PUBLIC PROTECTOR Busi Mkhwebane has for the first time revealed that President Jacob Zuma’s input influenced the final CIEX report on the R1.125 billion given by the SA Reserve Bank (SARB) to Bankorp, one of Absa’s predecessors.
In her answering affidavit filed in the high court in Pretoria on Friday, Mkhwebane said her draft remedial action directed Zuma to set up a judicial commission of inquiry.
“From the discussion during our meeting (with Zuma) I became concerned that my draft remedial action to direct the president to establish a judicial commission may face similar difficulties as currently faced in the State of Capture report,” reads Mkhwebane’s affidavit.
Mkhwebane’s admission on the Absa matter comes as she has again been accused of ordering “irrational and unlawful” remedial action. The Department of Arts and Culture is also dragging Mkhwebane to the high court in a bid to review and set aside a report she released in June.
Mkhwebane said she changed the draft CIEX remedial action after the meeting with Zuma in April because there was already a pending legal determination. This was the president’s application to review her predecessor Thuli Madonsela’s State of Capture report, which also ordered Zuma to set up a judicial commission of inquiry.
In this application, Zuma wants the high court to determine whether the public protector’s office can direct him to establish a commission of inquiry.
The SARB and Absa also want Mkhwebane’s report that Absa must pay back R2.25bn, including interest, for the lifeboat given to Bankorp to be reviewed and set aside.
Mkhwebane’s remedial action directing Parliament to amend the constitution and change the SARB’s mandate was set aside in August.
In its replying affidavit, the SARB’s Johannes de Jager said that despite its being standard procedure, Mkhwebane had not provided a transcript of the meeting with Zuma in which she dropped the remedial action directing the president to set up a judicial commission of inquiry.
“The only explanation that the public protector gives about the subject matter of the meeting is not credible,” reads De Jager’s replying affidavit.
According to De Jager, the draft remedial action did not direct Zuma to establish a commission of inquiry, but required him only to consider establishing one.
Both the SARB and Absa want the court to indicate its displeasure at improper and unreasonable conduct and order Mkhwebane to pay for their legal costs from her own pocket.
The SARB said Mkhwebane deserved serious censure for her conduct.
“She claims that during a meeting with the president in April 2017 she became concerned about remedial action that would direct him to establish a commission of inquiry, but by that stage she had already proposed remedial action that accounted for this concern and therefore required the president only to consider appointing a commission of inquiry,” said De Jager.
On the Department of Arts and Culture report, Mkhwebane nailed the department for failing to implement a settlement agreement it signed in April 2014 with the SA Roadies Association (Sara), a Joburg-based organisation that trains young people in live events and technical skills.
The department was ordered to renovate Sara’s headquarters to the tune of R15million as the parties agreed in 2014.
Mkhwebane found that the department unfairly discriminated against the association by not funding its operational and administrative costs, saying that allocating funds to Sara would benefit scores of youth.
Vusithemba Ndima, the department’s deputy director-general responsible for heritage preservation and promotion, has filed papers in the high court in Pretoria for Mkhwebane’s report to be set aside.
Ndima said Mkhwebane’s report was unlawful because the 2014 agreement served as remedial action.

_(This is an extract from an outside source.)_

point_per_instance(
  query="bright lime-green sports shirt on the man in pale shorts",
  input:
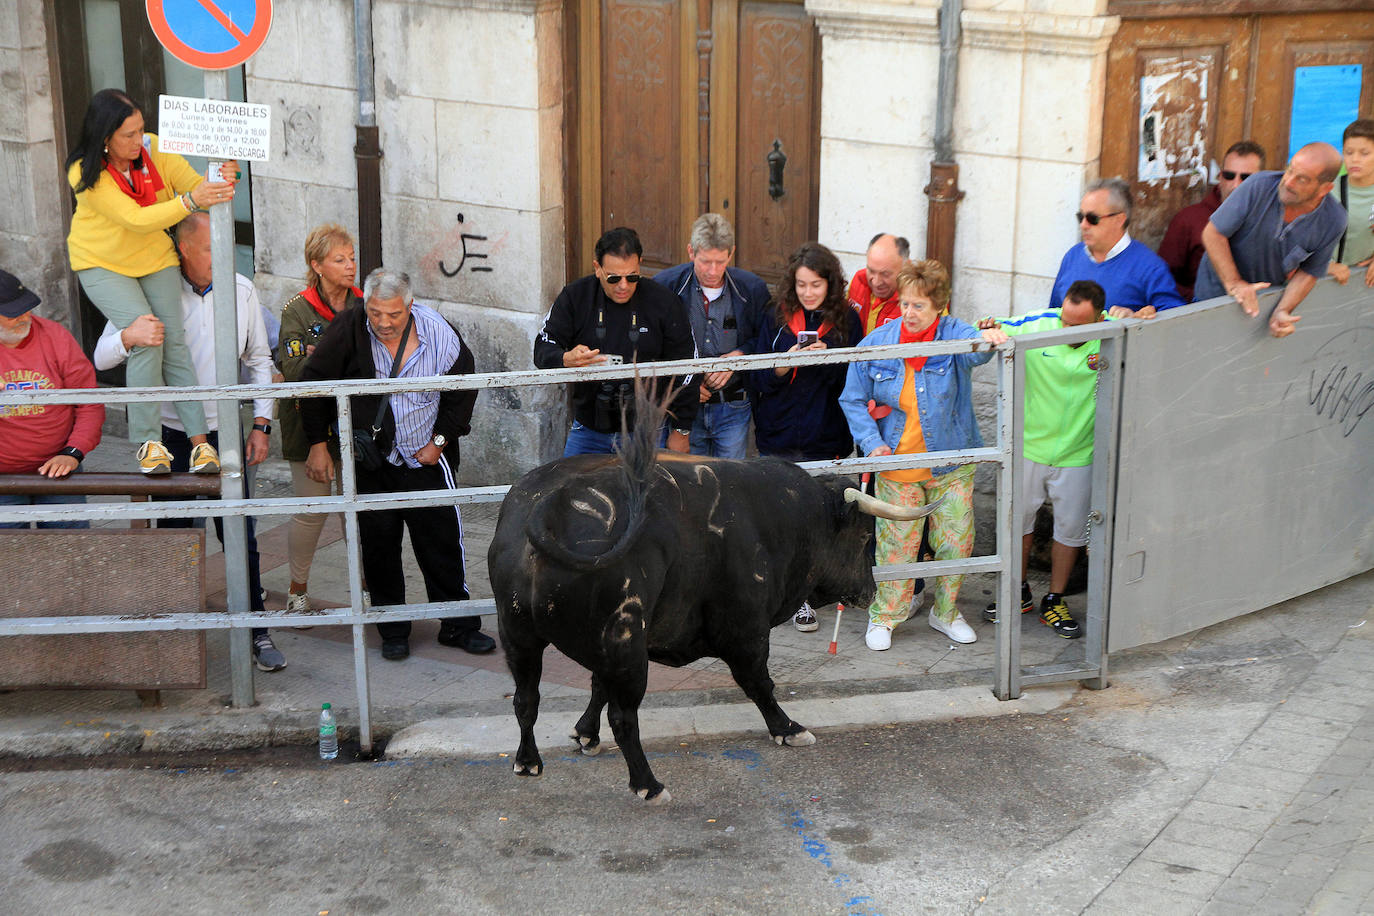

Unless set aside by the court, the public protector’s recommendations are binding.
“Her remedial action in this regard is irrational and unlawful, and stands to be reviewed and set aside,” Ndima said.
“I am advised that the public protector committed a serious procedural irregularity and acted outside of her powers by issuing a further report and taking remedial action when the office had already taken remedial action in the form of mediation, which resulted in the conclusion of the settlement agreement.”
It now appears the department no longer wants to implement the agreement, which was facilitated by Deputy Public Protector Kevin Malunga.
Ndima said the department had told Sara and Malunga in a meeting on April 29, 2016 that it was unable to implement the agreement. “The Cultural Promotions Act does not provide for the development and maintenance of property that is not acquired by the state,” Ndima said.
“The department has made various attempts to resolve the disputes, including a request from me that the settlement agreement be amended. This request was however ignored by Sara and the public protector.”
Ndima also accused Mkhwebane of refusing to consider evidence provided to her during investigations.
Mkhwebane’s spokesperson Cleopatra Mosana said she was opposing the application.